The other day Dadou asked if I could help him out. I said "sure, what do you need?” He asked if I would drive to the local hospital to pick up his mother-in-law. His mother-in-law just recently had a stroke and now is unable to walk. I told him, “pa gen problem.” No problem. I headed to the hospital and when I arrived I was told by the family that it was going to take awhile before they released her. I was fine with waiting because there is always something to do at the hospital. While I was waiting I was able to hunt down more insulin syringes and lancets for Kelinise. After that I was able to figure out when the hospital was going to receive their next shipment of insulin. Then, I proceeded to find a nurse to write Kelinise a prescription for insulin so that I could be there the minute the shipment arrived. After all of this I decided to head up to the adult unit to check on Dadou’s mother-in-law. In the main area surrounding the nurses station there must have been 12 people lying in their hospital beds with their IV poles and everything, out in the open. It reminded me of a scene of Grey’s Anatomy after there had just been some sort of disaster and all the patients with missing limbs etc, had to wait in the halls until they could put them in rooms. It was quite similar, minus the disaster part. This was just a normal day. I passed by a doctor who was bent over a patient performing a spinal tap. This made me cringe. Not because the procedure made me uneasy but because I once felt that same pain.

I’m not writing this blog post to talk about what it was like to have meningitis or to tell about the time I spent in the hospital, although it was interesting to say the least. But instead share what must have been my mother’s perspective.


My mother was scared to death as any mother would be. 
What caused Jenn to have meningitis? she wondered.

At first I was isolated because it was still yet to be determined if I had bacterial or viral meningitis. 
What is the difference between viral and bacterial meningitis?

Everyone who visited me in the hospital for the first couple days had to wear a mask.
Why do we have to wear a mask?

After a week and a half in the hospital I was ready to head home.
Can she get meningitis again?
How long will it take for her to recover?
When do you think she can return to school?
Do you recommend Tylenol or Advil for her head aches?

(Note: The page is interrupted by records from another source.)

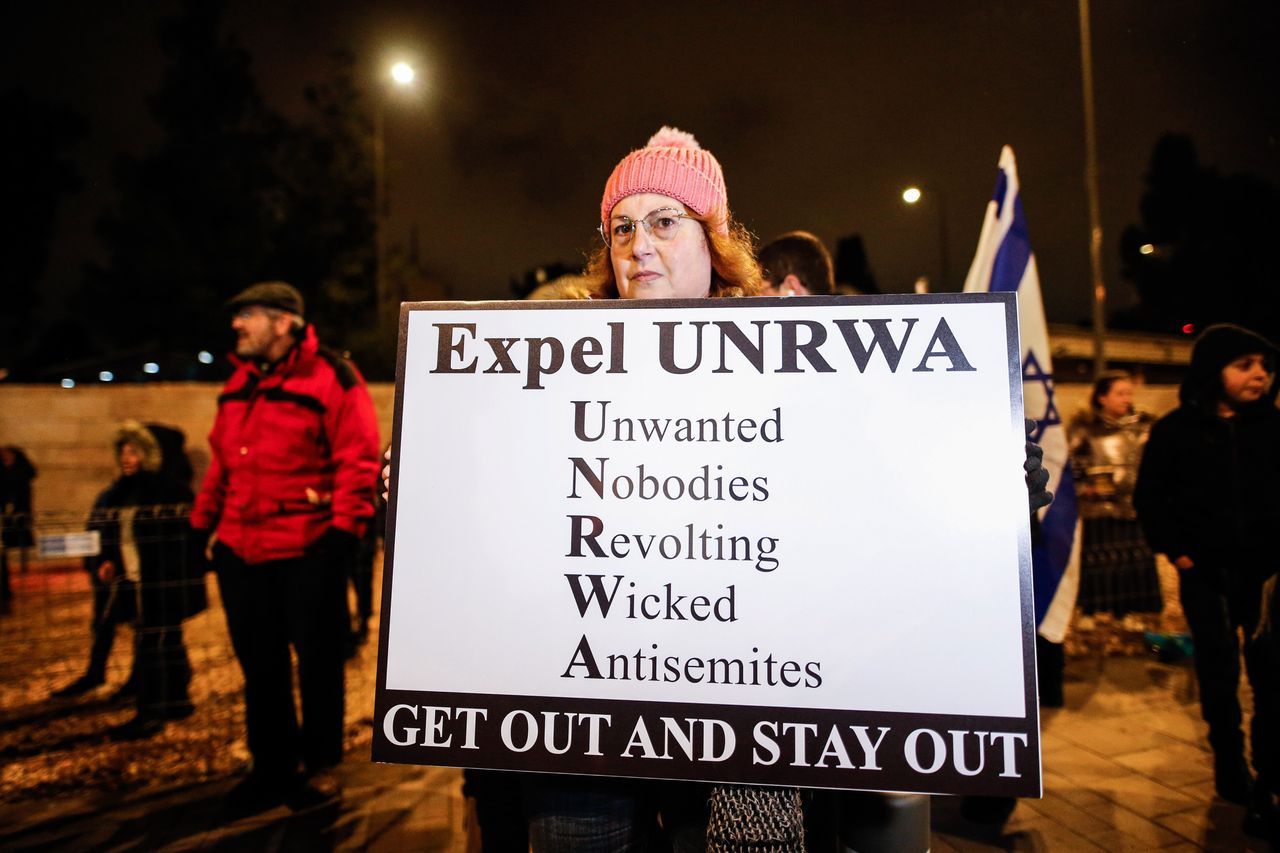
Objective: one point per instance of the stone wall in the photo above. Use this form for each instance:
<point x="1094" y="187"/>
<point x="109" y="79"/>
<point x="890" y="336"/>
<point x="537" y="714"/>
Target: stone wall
<point x="68" y="432"/>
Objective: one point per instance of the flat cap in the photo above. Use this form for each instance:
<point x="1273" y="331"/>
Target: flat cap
<point x="277" y="295"/>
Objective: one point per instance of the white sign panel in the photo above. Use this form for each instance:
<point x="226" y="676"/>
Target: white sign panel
<point x="762" y="541"/>
<point x="85" y="543"/>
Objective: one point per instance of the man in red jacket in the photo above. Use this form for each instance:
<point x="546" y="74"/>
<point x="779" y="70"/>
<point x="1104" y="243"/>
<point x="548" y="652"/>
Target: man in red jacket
<point x="288" y="493"/>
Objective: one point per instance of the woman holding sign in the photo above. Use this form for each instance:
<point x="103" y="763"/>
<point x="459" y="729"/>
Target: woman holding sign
<point x="667" y="233"/>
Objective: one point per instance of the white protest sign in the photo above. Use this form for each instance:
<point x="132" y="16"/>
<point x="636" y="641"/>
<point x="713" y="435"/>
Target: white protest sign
<point x="760" y="541"/>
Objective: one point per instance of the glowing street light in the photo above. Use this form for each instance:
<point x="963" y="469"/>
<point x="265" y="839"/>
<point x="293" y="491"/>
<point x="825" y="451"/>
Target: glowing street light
<point x="403" y="73"/>
<point x="402" y="76"/>
<point x="913" y="196"/>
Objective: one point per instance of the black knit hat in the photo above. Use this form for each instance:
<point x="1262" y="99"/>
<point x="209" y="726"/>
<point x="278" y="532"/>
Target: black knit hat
<point x="277" y="295"/>
<point x="1216" y="347"/>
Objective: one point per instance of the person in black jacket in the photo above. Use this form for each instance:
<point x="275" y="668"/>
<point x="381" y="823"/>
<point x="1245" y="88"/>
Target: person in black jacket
<point x="151" y="575"/>
<point x="1207" y="497"/>
<point x="16" y="523"/>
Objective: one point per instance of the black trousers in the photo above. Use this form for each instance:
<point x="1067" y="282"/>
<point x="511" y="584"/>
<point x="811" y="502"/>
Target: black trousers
<point x="272" y="606"/>
<point x="1216" y="605"/>
<point x="163" y="670"/>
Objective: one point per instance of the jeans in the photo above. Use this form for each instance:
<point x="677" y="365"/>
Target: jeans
<point x="1219" y="603"/>
<point x="272" y="606"/>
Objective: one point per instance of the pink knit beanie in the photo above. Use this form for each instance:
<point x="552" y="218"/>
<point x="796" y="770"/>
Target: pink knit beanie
<point x="671" y="164"/>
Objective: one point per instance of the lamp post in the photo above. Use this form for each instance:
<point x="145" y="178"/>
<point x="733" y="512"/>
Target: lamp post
<point x="915" y="195"/>
<point x="401" y="74"/>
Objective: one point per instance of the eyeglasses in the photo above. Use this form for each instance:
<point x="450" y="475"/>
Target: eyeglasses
<point x="254" y="310"/>
<point x="659" y="224"/>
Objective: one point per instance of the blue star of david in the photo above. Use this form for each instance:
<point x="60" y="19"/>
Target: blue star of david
<point x="1032" y="372"/>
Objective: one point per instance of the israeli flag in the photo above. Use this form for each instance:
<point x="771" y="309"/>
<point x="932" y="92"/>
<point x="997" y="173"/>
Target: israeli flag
<point x="1004" y="261"/>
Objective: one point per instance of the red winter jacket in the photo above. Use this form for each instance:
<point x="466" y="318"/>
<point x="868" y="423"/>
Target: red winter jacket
<point x="293" y="452"/>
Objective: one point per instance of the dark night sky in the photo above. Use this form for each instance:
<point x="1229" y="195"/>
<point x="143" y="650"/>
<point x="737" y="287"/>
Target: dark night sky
<point x="819" y="113"/>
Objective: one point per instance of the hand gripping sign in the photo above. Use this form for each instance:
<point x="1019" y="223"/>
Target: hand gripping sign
<point x="758" y="541"/>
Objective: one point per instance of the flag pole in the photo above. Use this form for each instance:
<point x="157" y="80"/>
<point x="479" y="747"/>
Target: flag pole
<point x="1091" y="183"/>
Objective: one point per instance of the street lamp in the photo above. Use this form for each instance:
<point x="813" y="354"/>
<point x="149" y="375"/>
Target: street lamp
<point x="400" y="76"/>
<point x="915" y="195"/>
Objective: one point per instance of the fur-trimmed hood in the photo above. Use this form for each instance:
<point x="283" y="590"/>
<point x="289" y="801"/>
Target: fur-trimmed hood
<point x="131" y="432"/>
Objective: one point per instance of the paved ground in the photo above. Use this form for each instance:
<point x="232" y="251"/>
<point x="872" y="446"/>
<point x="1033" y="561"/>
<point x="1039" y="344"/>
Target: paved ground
<point x="1127" y="769"/>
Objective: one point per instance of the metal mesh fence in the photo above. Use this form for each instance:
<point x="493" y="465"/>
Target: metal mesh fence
<point x="1128" y="597"/>
<point x="59" y="614"/>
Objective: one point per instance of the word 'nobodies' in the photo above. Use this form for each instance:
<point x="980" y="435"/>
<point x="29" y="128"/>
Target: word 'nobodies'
<point x="681" y="349"/>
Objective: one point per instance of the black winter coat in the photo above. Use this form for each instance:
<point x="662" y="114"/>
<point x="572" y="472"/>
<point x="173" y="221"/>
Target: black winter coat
<point x="1208" y="487"/>
<point x="172" y="573"/>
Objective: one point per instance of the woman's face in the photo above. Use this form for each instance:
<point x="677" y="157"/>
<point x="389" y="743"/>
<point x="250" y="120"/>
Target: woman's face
<point x="1118" y="401"/>
<point x="131" y="459"/>
<point x="648" y="268"/>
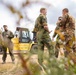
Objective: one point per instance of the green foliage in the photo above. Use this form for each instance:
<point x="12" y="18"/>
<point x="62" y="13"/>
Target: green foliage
<point x="52" y="66"/>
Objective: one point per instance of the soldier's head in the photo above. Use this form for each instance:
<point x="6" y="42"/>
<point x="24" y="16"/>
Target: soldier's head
<point x="5" y="27"/>
<point x="43" y="11"/>
<point x="65" y="11"/>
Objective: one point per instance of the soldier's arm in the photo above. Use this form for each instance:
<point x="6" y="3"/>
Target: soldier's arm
<point x="55" y="32"/>
<point x="10" y="35"/>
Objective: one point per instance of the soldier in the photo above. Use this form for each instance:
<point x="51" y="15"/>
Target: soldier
<point x="69" y="29"/>
<point x="7" y="35"/>
<point x="43" y="38"/>
<point x="59" y="41"/>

I would say these were valid questions for a mom who has never had a child sick with meningitis. Wouldn't you want to know everything about the disease and answers to all of your why questions? It’s normal. It’s to be expected, especially when you are facing a chance that your child may not survive. You need to know everything. You want to know everything. If you don’t understand stand everything the doctor said to you then you go home and research it yourself. You reach out to anyone that might have gone through something similar.

Now imagine your questions not being answered.

Imagine not having anyone to reach out to because your neighbor next to you didn’t understand either. Their questions also went unanswered.

This is life here. It’s not because the doctors here are bad doctors. They're not. They are excellent, just overwhelmed with patients at times. To be fair there are only about eight doctors for every 72,000 inhabitants. That doesn't leave a whole lot of time for patient teaching.
 

This is what feeds our passion. We want everyone to understand why their special needs child may not be walking. Why the child with a heart condition can’t stop coughing. Why their HIV+ child is always sick.
 

We especially want these “educated” moms to be able to turn to other mothers in the village and answer all of their pressing questions. When this happens its beautiful. This my friends is our passion.